The distinction between normal and dysregulated responses to severe infection in the context of cytokine activation has complicated the definition of cytokine storm. To clarify this issue, Drs. Fajgenbaum and June propose three criteria for identifying cytokine storm, which can be abridged as 1) elevated circulating cytokine levels, 2) acute systemic inflammatory symptoms and 3) either secondary organ dysfunction or, in the absence of a pathogen, any cytokine-driven organ dysfunction. Like much else in the discourse surrounding cytokine storm, these criteria are a source of ongoing discussion.

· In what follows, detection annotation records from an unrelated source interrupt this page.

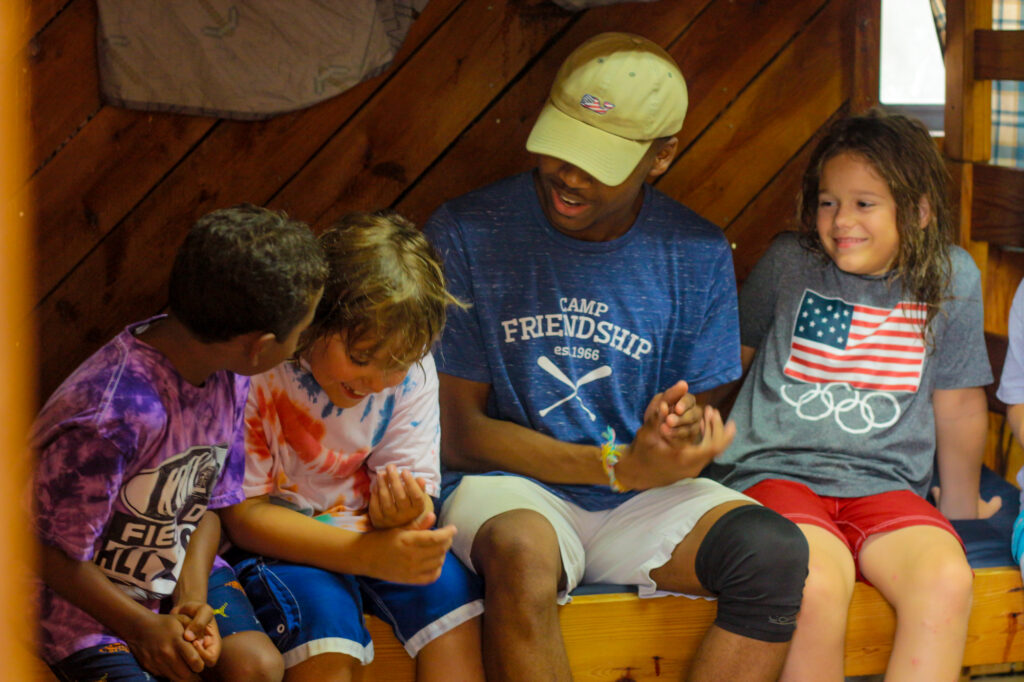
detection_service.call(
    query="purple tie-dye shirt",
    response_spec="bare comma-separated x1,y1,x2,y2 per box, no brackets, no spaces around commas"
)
32,318,249,663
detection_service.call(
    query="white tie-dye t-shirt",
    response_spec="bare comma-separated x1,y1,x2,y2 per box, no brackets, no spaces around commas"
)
244,348,440,530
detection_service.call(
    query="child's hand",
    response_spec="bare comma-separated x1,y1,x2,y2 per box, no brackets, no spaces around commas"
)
366,520,455,585
370,464,434,530
125,613,206,682
171,601,221,668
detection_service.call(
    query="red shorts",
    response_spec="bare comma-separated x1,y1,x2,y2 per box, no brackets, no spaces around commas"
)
743,478,964,561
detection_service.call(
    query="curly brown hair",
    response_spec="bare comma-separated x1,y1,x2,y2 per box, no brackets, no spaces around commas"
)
297,211,465,369
797,109,953,337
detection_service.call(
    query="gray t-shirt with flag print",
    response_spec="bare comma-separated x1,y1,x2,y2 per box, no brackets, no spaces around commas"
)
706,233,992,498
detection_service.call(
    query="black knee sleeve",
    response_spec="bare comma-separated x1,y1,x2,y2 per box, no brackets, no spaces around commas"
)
694,505,807,642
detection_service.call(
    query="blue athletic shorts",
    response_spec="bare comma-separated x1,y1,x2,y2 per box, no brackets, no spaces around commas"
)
234,553,483,668
50,566,263,682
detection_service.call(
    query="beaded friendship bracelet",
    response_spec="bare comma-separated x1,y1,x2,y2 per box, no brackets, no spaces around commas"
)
601,426,628,493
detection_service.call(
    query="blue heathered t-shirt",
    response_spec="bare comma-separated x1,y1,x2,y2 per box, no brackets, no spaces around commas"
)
425,173,740,510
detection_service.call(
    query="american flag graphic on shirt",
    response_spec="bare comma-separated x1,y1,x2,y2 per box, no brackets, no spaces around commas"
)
782,290,927,392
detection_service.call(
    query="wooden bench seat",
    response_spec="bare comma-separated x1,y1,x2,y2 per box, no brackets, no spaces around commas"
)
364,567,1024,682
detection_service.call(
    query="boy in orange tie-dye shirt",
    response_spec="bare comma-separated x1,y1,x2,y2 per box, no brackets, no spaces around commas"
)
223,213,483,681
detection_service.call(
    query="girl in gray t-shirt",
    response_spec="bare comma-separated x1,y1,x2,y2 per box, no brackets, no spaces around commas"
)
709,113,991,680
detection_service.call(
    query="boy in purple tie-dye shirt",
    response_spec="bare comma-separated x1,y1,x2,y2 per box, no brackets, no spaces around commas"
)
32,205,327,680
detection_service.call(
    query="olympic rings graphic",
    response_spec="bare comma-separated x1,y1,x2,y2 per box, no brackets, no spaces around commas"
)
779,382,901,435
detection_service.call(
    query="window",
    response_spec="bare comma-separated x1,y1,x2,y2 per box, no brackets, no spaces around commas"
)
879,0,946,131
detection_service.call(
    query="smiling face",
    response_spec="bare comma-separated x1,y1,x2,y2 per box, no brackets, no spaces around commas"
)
534,137,677,242
817,153,899,275
306,334,409,408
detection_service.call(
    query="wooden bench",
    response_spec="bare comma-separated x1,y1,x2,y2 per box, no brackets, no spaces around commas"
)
364,567,1024,682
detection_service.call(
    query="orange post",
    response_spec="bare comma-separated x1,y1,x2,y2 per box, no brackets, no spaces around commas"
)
0,0,37,680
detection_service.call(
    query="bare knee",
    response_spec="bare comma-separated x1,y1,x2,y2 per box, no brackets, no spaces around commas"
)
896,556,974,613
212,632,285,682
472,509,562,606
801,554,854,623
285,652,361,682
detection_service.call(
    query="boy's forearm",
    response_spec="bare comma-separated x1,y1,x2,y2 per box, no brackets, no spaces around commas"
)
173,510,220,604
40,544,154,639
1007,402,1024,443
219,496,380,576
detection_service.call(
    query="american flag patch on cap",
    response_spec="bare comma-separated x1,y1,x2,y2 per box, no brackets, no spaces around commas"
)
580,94,615,114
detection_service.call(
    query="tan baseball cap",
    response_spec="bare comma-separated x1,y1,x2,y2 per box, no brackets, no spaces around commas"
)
526,33,687,186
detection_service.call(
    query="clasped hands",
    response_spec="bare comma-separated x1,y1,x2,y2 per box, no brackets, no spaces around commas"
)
615,381,736,489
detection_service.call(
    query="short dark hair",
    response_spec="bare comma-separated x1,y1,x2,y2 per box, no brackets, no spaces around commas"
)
299,210,465,367
169,204,328,343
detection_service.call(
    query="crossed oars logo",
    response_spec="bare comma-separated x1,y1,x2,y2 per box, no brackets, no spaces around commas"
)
537,355,611,422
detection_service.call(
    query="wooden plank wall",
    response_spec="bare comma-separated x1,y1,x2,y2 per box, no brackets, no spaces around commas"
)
23,0,878,397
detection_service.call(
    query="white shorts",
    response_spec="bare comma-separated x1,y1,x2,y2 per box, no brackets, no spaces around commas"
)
440,475,758,604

Cytokine storm and COVID-19
Soon after the onset of the COVID-19 pandemic, researchers and clinicians began reporting episodes of a condition resembling cytokine storm in certain high-risk patient subsets. Again, the pro-inflammatory cytokines were cited as leading culprits in an uncontrolled immune activation, and some of the effects of the condition were familiar. However, the character of the cytokine storm identified with COVID seemed unlike that found elsewhere, particularly with regard to lymphopenia and the activation of thrombotic pathways.
Moreover, the implications of therapy for cytokine storm identified with COVID are somewhat different than those for other disease states. The drugs used to treat cytokine storm (including Tocalizumab and the glucocorticoids), are immunosuppressants. On the face of it, inducing immune suppression in the presence of active viral infection, particularly for a virus for which no active treatment exists, seems counter-intuitive. Elaborating on these differences, Drs. Fajgenbaum and June note that cytokines may be both a cause of cytokine storm in COVID infection and of the antimicrobial response.
“Thus,” the authors write, “blocking cytokine signaling may actually impair clearance of SARS-CoV-2, increase the risk of secondary infections, and lead to worse outcomes, as seen with influenza virus.”
Regarding this point, the authors conclude that because cytokines are critical to both cytokine storm and a healthy response to SARS-CoV2, it is particularly important that the right subgroups of patients with Covid-19 be selected for treatment, and treated at the right time.